Tuesday, September 18, 2018

How to use the Semantic Debt Problem Matrix to solve problems

So how do you use the giant matrix I put up yesterday?

An analytical matrix is a model of the world.  This idea shouldn't be new to anyone who reads stuff like this, but let me explain a little further.

(I'm going to switch the names around here so anyone who's followed this closely might get a little confused for a moment.  I don't think anyone is actually following any of this that closely anyway, but the names of the axes have been bugging me for a while and I don't think they fit.  So I'm going to change them to something more appropriate.)

What I've proposed is that you can classify all of your data management problems using a 2X3 matrix.  The Y axis of the matrix is the Debt Category, which breaks down as follows:


 
My claim is: If you look around your data management shop you'll find you've generally got people working on two types of problems. 

  1. They're trying to solve Equivalence problems: They're writing reports or building pipelines or ETL processes that combine different schemas (Type 1) or resolve different natural keys (Type 2).  
  2. They're trying to solve Coverage problems: They're trying to figure out the schema for a set of files or a storage system (or trying to enforce governance rules on the same), or trying to figure out how to store something in an existing schema.
In a more traditional data management team this work is done by BI analysts and ETL developers.  In a data science group individual data scientists will wrestle with all four problems.  In a large enterprise group there may be a team of business analysts working on one problem at a time, and then handing off what they've found to specialists.

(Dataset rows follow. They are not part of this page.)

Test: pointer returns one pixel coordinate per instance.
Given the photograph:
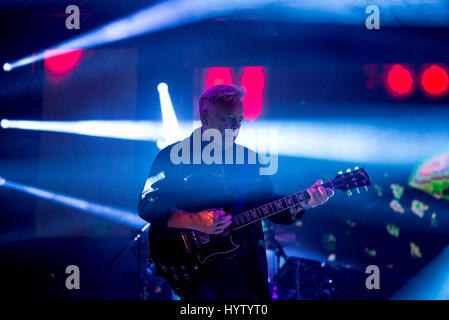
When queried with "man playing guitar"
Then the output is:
(205, 197)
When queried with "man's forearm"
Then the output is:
(180, 219)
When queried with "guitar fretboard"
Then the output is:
(246, 218)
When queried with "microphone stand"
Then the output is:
(136, 237)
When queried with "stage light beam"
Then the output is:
(170, 125)
(125, 217)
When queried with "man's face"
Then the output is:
(223, 117)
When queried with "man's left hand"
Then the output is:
(318, 195)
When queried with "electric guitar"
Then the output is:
(180, 254)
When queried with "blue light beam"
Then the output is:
(125, 217)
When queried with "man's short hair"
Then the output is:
(222, 95)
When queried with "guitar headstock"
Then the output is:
(351, 180)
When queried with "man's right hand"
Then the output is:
(211, 221)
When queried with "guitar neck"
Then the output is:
(269, 209)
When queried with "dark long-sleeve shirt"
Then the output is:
(234, 187)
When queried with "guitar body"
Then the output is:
(180, 254)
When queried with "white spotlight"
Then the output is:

But - and this is very important! - each team will only ever have one of these four types of problem.  They're either working on how to glue two sets of data together, or they're trying to figure out what the data means.  Sometimes you need to do the one before the other, but this is all there is.

By the way, there's no real division of labor here.  Its not as if BI people are hired to work on Equivalence debts and ETL people work on Coverage debts, because they don't.  In the course of building a report a BI analyst will have to figure out what a schema means, often by analyzing apparent natural keys, and then figure out how to merge the schema with something they've already got.  The ETL people do exactly the same thing.  The primary difference between BI and ETL is that one person's output is a visualization (which might just be a table) and the other is a table or file.  If you're a data scientist then you're doing both jobs - but hey, they're calling you a scientist so that's worth something, right?

So there's only ever four kinds of problem that data management people wrestle with.

The second claim is that there's only three ways the data management team discovers they've got these problems.  They can be surprised by them (duh!), in which case they've got a Sudden failure.  They can know about them because they're a consequence of the design or scope of the systems they work with, in which case they're Immediate failures.  Or these failures can build up gradually, where no one specific failure is significant enough to be a Sudden failure but over time enough debt builds up to cause a problem.  These are Gradual failures.  These Failure Modes are our X axis.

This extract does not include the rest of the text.